Last night, -- No, it should be the early morning of this day. -- it is doomed to be an insimple moment. After I joined the company, I was involved in the first project release, and I was doing data correction. operations involving user data were always very sensitive and important. Therefore, the psychology is quite tense. It turns out that the real environment is more practical. Although I checked it several times in advance, there was still a problem during actual execution.
This is the case: I have written several. py scripts to operate the database. I need to update resource records of more than 10000 users. each user's resource record involves several tables of several databases. During the specific execution, it is found that the resource update for each user is relatively slow-but in fact, it is time-consuming to see which operation can not be found. As a result, everyone immediately gathers to view the log records (so it shows how important the logs are, especially database operations ), it is found that a resource update statement takes 5 S for each user, while the total cost of other resource update statements is about 1 s for each user. After simply estimating the time, we find that the time is not enough.
I was very depressed when I stood there. After all, I got stuck in my own shell, but I didn't expect an error in a seemingly inconspicuous place. -- this is another lesson: important Errors often appear in inconspicuous places.
The cause of the problem is simple: An Update statement for a subquery is used in a table of 0.1 million orders of magnitude. It takes 5 s to execute each update statement, and nearly 10000 update statements exist, what year and month do you have to update! As a result, the "Emergency Response Team" was immediately set up, and after the budget time, they even planned to give up the release plan. However, the solution was finally found:
1. Separate the time-consuming update statement and generate an SQL statement for execution. For the remaining parts, each user needs 1 s, which takes about 2 hours. This is not enough. Since each user's Resource Record Update is almost independent from each other, the boss suggested using a concurrent solution to divide more than 10000 users into 10 segments, multiple shell processes using the same script are corrected separately. This will take about a few minutes.
2. This time-consuming update statement must also be executed. What should I do? Therefore, contact the DBA immediately. They optimized the statement and replaced the subquery with two inner joins. Therefore, the execution time was reduced to several minutes. Too powerful! However, this also raises the question: why is the execution efficiency of subqueries so low?

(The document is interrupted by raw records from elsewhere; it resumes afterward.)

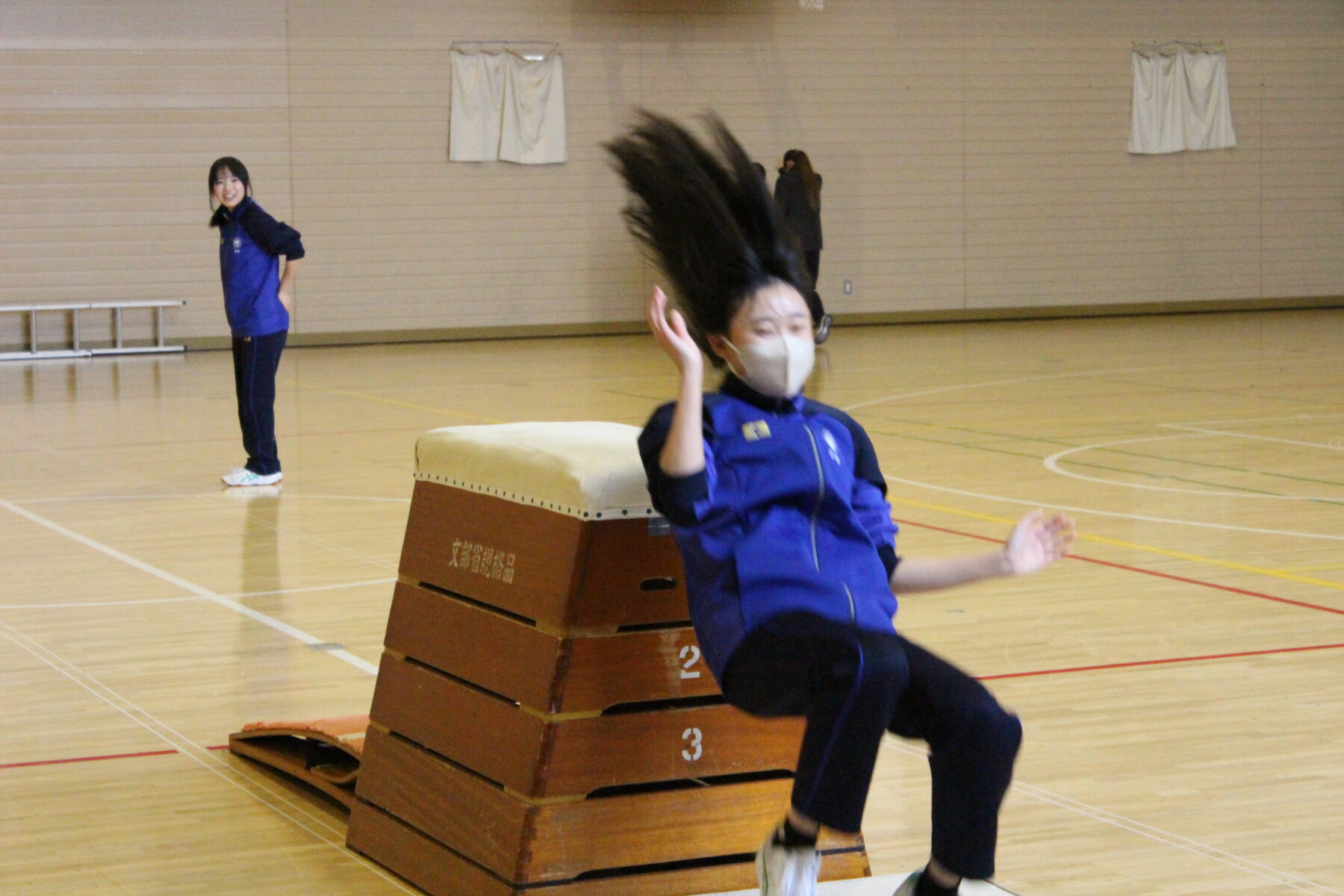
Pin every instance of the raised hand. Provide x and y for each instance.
(671, 334)
(1035, 543)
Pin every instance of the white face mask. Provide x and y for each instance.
(777, 366)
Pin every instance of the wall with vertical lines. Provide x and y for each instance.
(974, 153)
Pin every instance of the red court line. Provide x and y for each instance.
(116, 755)
(1157, 662)
(1142, 571)
(60, 762)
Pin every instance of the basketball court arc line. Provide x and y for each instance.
(258, 791)
(191, 588)
(1149, 832)
(1136, 664)
(1092, 511)
(1053, 465)
(1142, 571)
(1248, 435)
(1036, 673)
(939, 390)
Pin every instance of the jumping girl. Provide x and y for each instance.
(780, 512)
(257, 301)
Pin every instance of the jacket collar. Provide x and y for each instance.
(734, 388)
(222, 215)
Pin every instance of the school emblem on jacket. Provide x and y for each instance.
(756, 430)
(831, 445)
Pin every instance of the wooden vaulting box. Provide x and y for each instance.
(544, 716)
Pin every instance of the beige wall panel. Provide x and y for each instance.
(974, 152)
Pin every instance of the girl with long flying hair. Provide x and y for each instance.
(780, 512)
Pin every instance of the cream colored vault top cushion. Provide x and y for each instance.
(588, 469)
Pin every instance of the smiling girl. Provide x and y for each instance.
(257, 301)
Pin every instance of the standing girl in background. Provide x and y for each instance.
(257, 301)
(780, 514)
(797, 193)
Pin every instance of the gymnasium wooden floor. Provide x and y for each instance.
(1180, 679)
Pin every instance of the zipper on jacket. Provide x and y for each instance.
(821, 494)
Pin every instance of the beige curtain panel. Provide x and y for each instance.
(507, 107)
(1180, 100)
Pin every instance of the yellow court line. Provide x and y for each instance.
(410, 405)
(1098, 539)
(1319, 567)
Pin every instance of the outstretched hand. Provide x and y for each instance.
(672, 336)
(1035, 543)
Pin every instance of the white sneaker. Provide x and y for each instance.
(242, 476)
(786, 871)
(907, 889)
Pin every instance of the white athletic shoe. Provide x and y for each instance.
(242, 476)
(786, 871)
(907, 889)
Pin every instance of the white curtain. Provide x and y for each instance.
(507, 107)
(1180, 101)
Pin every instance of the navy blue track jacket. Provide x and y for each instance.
(791, 514)
(250, 242)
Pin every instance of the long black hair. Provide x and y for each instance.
(705, 217)
(233, 167)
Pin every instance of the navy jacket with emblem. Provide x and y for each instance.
(789, 514)
(250, 243)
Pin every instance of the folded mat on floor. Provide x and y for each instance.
(323, 753)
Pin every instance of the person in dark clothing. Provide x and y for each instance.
(797, 193)
(779, 509)
(257, 301)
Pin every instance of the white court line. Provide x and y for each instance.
(1260, 420)
(1260, 869)
(238, 497)
(1113, 514)
(1248, 435)
(311, 588)
(1053, 465)
(188, 586)
(230, 496)
(241, 594)
(186, 747)
(90, 603)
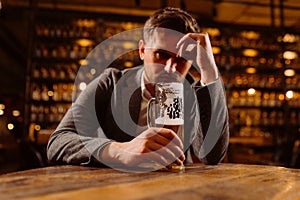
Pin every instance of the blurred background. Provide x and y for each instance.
(43, 43)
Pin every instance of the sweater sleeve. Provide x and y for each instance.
(79, 139)
(212, 137)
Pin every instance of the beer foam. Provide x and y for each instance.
(168, 121)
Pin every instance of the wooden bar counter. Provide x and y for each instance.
(223, 181)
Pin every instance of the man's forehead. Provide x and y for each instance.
(164, 39)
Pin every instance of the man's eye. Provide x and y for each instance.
(162, 56)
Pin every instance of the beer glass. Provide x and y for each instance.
(166, 109)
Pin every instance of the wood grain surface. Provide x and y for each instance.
(223, 181)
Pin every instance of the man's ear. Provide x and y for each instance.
(141, 49)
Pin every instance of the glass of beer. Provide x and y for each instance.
(166, 109)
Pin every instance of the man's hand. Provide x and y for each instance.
(159, 145)
(199, 46)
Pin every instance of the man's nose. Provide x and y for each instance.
(170, 66)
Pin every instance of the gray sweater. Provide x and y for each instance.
(108, 110)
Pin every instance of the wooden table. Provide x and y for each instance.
(223, 181)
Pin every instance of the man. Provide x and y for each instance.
(107, 123)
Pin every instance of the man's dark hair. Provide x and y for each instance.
(171, 18)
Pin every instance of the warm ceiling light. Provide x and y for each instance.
(250, 35)
(216, 50)
(289, 38)
(290, 55)
(50, 93)
(16, 113)
(84, 42)
(83, 62)
(251, 91)
(251, 70)
(86, 23)
(37, 127)
(2, 106)
(250, 52)
(289, 72)
(93, 71)
(10, 126)
(289, 94)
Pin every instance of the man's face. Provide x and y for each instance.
(161, 62)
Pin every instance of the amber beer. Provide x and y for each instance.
(177, 126)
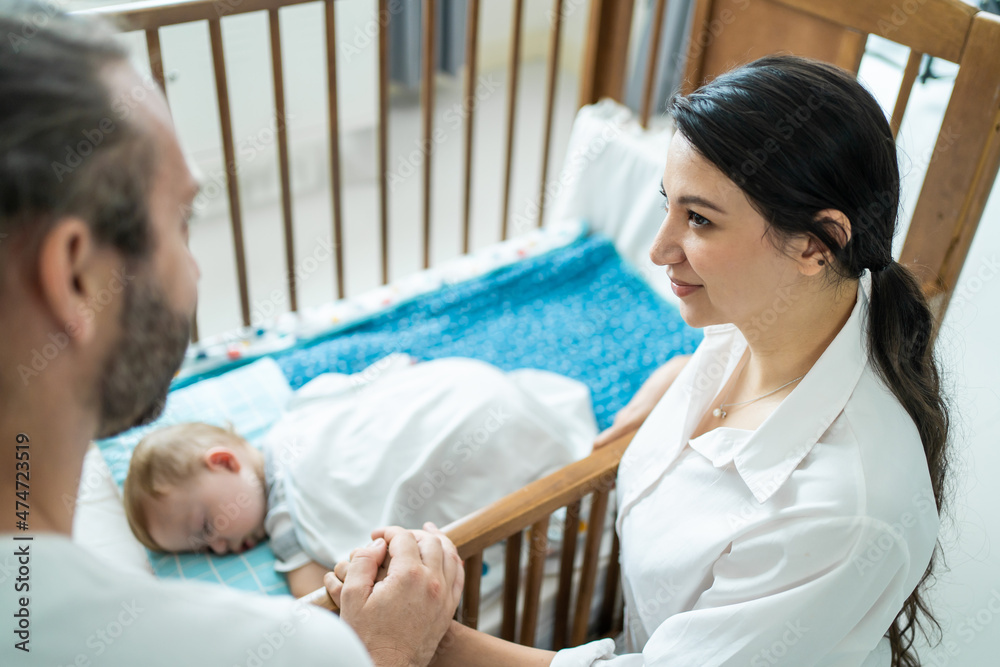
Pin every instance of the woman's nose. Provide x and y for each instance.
(665, 249)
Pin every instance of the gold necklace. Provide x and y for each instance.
(720, 411)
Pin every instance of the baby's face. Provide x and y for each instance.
(220, 509)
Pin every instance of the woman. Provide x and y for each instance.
(780, 503)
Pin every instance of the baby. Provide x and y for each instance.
(400, 443)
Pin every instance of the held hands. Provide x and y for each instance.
(632, 415)
(400, 609)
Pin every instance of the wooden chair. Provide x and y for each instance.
(724, 33)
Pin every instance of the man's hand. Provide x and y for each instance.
(401, 618)
(652, 390)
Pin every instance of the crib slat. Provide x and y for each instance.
(229, 153)
(654, 50)
(427, 105)
(610, 588)
(471, 42)
(588, 577)
(156, 68)
(286, 183)
(470, 599)
(571, 530)
(533, 582)
(383, 135)
(156, 58)
(511, 583)
(550, 96)
(515, 63)
(905, 88)
(332, 105)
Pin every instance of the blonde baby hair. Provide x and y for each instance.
(167, 458)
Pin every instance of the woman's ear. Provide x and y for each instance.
(813, 256)
(837, 224)
(221, 458)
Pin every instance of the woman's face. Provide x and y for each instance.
(721, 264)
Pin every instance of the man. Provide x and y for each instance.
(97, 292)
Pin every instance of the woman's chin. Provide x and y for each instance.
(698, 317)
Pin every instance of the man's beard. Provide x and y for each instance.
(137, 372)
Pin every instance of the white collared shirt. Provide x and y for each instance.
(794, 544)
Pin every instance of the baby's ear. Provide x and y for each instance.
(222, 458)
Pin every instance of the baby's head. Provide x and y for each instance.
(193, 487)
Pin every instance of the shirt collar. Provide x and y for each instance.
(765, 458)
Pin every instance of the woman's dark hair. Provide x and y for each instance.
(66, 146)
(799, 136)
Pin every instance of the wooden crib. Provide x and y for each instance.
(724, 33)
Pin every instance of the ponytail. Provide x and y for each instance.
(900, 346)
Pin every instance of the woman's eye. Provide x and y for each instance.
(698, 220)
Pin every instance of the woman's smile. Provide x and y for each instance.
(683, 289)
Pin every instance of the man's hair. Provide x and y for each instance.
(66, 147)
(168, 458)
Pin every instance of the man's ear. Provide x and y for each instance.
(72, 268)
(221, 458)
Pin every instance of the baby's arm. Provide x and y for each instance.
(306, 579)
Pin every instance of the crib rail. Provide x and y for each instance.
(528, 510)
(151, 16)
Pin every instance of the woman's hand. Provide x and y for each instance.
(401, 618)
(652, 390)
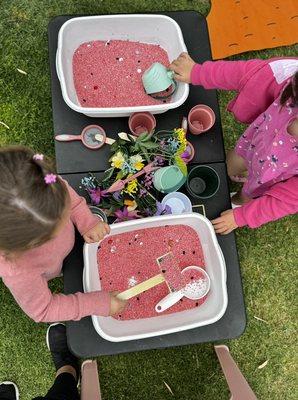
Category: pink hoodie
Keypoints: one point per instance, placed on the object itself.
(27, 277)
(257, 83)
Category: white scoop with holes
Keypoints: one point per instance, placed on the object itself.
(194, 290)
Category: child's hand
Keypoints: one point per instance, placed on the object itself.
(182, 67)
(225, 223)
(117, 305)
(97, 233)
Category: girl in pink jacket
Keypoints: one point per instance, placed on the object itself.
(266, 155)
(37, 218)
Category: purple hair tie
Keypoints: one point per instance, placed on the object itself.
(38, 157)
(50, 178)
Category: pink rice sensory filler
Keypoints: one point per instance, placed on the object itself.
(109, 74)
(127, 259)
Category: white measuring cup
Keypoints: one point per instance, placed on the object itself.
(194, 290)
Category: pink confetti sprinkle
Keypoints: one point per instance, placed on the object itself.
(115, 68)
(132, 260)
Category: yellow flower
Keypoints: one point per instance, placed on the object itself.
(132, 205)
(118, 160)
(136, 162)
(132, 187)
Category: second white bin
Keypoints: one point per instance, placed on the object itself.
(209, 312)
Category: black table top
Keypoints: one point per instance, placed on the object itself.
(73, 157)
(84, 341)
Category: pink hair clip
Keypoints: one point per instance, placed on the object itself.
(38, 157)
(50, 178)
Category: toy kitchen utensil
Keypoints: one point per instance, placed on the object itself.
(195, 289)
(158, 78)
(170, 273)
(92, 136)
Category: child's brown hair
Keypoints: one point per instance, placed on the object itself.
(290, 92)
(30, 209)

Lessons learned, experiences and experiences:
1. Make sure that appropriate logs are logged. You can find the cause or other valuable clues when an error occurs;
2. major errors or mistakes often happen not in places that seem to be very important, but in areas where they are not very serious;
3. write programs (especially Database Operations) must consider the constraints of the real environment to check the effectiveness of the Program in the real environment. Otherwise, the written programs may be correct and useless;
4. Major Release plans must be carefully and carefully arranged in advance so that they can be implemented in a step-by-step manner. Of course, accidents cannot be avoided and emergency response preparation should also be prepared;
5. Learn to write efficient SQL statements and concurrent programs.
6. Study the execution efficiency of subqueries and internal connections;
7. interpersonal communication is very important. It cannot be ignored, not because you are a programmer.